The wheel is now up and running every weekend, and now the current fundraising drive is to de-silt and improve Forge Dam in Fulwood.

This scheme will need around £360,000, and so far £90,000 has been collected in just three years.

One of the group’s major fundraising events is the annual duck race in Endcliffe Park, where 2,500 plastic ducks make a dash for the finish line along the Porter Brook.

The spectacle traditionally draws a crowd. In 2015, over £10,000 was raised, and the Friends group hopes the proceeds from this year’s race, held on Easter Monday, will take the total to £100,000, something of a milestone.

As part of the Galvanize Festival of Contemporary Metal Sheffield Knifemaker Duncan Edwards put some of his work on display at The Shepherd Wheel,Whiteley Woods.Duncan shows Carol Passingham inside the working waterwheel

As part of the Galvanize Festival of Contemporary Metal Sheffield Knifemaker Duncan Edwards put some of his work on display at The Shepherd Wheel,Whiteley Woods.Duncan shows Carol Passingham inside the working waterwheel

Autumn and Christmas fairs also help to bring in money, and tens of thousands of pounds has come from ‘section 106’ agreements - where housing developers offer funds for community use as part of planning conditions.

Ann said potential donors are in the wings, but lottery money has not yet been applied for.

“You can’t go to them with half a story,” she said.

“You need to prove that you have a sustainable solution and the technical details have to be there.”

There were also some changes at Monday’s duck race compared to previous years - more stalls were selling gifts and treats, and for the first time a climbing tower was set up for visitors to scale.

The race was adjusted slightly, too.

“We set up the finishing line about 50 yards down from the previous ones – it gives a chance for people to be on the bank to see the ducks run further and catch them more easily,” she explained.

“It’s always been a fast-moving, frenetic situation.”

Ann said specialists had carefully tested the silt in Forge Dam, and found it needed ‘quite a complicated process’ to remove.

“There are hydrocarbons in it - residue from engineering and remnants of Sheffield’s industrial history,” she said.

“Remember, when you walk through the Porter Valley, you’re looking at water power and metal workshops, which left their mark there. Three hundred years or so later we’ve got to contend with this. We’ve got to get this right.

“We can’t ask the boys in their scout uniforms come in with a digger, it’s got to be disposed of properly.

“A lot of questions need to be resolved - how do we take the silt out? Where do we take it to?

“It’s not an easy project.
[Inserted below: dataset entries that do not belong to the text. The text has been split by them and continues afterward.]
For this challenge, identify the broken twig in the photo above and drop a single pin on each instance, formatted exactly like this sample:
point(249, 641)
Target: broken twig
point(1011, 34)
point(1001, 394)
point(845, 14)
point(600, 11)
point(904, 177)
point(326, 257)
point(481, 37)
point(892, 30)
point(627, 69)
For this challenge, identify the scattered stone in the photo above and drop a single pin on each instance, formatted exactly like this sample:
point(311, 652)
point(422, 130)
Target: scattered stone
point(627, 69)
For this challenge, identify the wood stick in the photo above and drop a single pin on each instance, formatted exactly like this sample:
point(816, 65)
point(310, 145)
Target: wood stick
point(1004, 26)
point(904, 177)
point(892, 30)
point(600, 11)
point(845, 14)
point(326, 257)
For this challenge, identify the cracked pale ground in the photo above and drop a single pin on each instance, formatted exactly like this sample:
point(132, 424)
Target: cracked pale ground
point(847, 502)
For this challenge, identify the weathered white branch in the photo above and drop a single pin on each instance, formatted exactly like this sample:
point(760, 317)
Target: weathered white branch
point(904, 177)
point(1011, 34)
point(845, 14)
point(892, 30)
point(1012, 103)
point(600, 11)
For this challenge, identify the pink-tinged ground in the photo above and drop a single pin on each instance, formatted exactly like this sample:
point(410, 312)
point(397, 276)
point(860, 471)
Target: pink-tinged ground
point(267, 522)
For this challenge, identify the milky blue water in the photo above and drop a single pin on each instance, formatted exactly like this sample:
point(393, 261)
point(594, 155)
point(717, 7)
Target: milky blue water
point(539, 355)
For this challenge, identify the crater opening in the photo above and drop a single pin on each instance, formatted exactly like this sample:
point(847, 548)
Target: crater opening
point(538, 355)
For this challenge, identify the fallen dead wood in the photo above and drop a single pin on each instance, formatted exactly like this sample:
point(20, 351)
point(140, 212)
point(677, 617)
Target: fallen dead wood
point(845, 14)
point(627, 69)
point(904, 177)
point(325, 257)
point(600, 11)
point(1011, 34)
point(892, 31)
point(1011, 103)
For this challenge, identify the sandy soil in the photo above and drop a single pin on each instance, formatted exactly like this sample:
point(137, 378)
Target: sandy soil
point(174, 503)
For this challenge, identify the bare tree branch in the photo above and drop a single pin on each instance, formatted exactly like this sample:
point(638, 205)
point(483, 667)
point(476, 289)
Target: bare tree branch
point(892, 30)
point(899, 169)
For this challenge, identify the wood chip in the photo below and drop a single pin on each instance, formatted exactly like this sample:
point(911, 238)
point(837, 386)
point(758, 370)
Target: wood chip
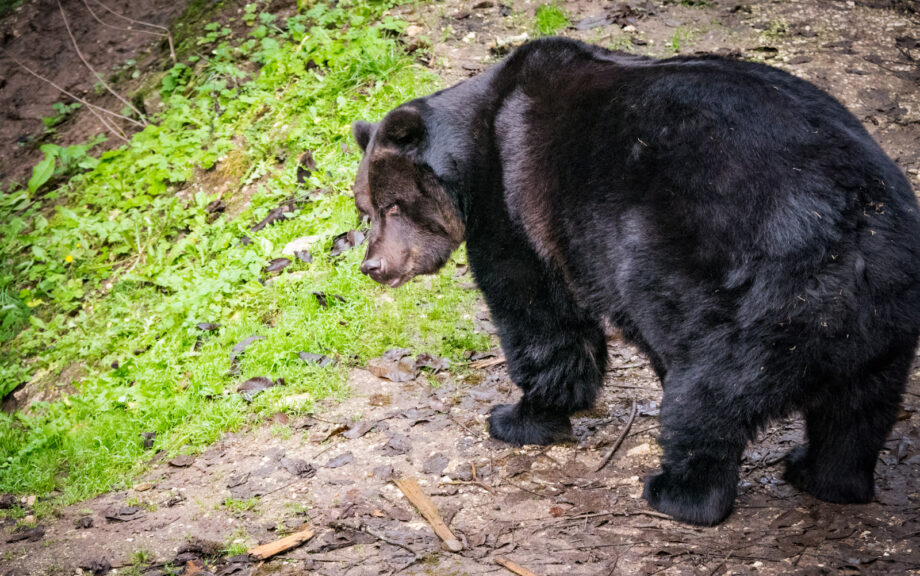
point(487, 362)
point(429, 511)
point(278, 546)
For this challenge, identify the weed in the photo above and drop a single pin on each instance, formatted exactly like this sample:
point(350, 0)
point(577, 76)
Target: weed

People tend to assume it must be simple.”

But the landscape work already carried out at Forge Dam has made a big difference, she added.

“Most people who visit will be able to see what we’ve done. We’ve created gardens with flowers such as daffodils, which are out at the moment. Generally it’s a lot lighter and more open.

“We’ve certainly improved the surface of the lawn opposite the cafe - that’s a nice picnic area.

“Individual families have put new benches in for loved ones and trees are being planted in other places. It looks very much better than it did four years ago.”

As well as carrying on with the charitable work, in 2016 the Friends hope to add more information signs to direct people to the dams and former industrial sites, along with extra leaflets to allow visitors to explore in more detail. The conservation activities will continue, with Friends volunteering as guides at the Shepherd Wheel site.

“Our walks do very well,” said Ann. “The green valleys in the west of the city are absolutely beautiful.”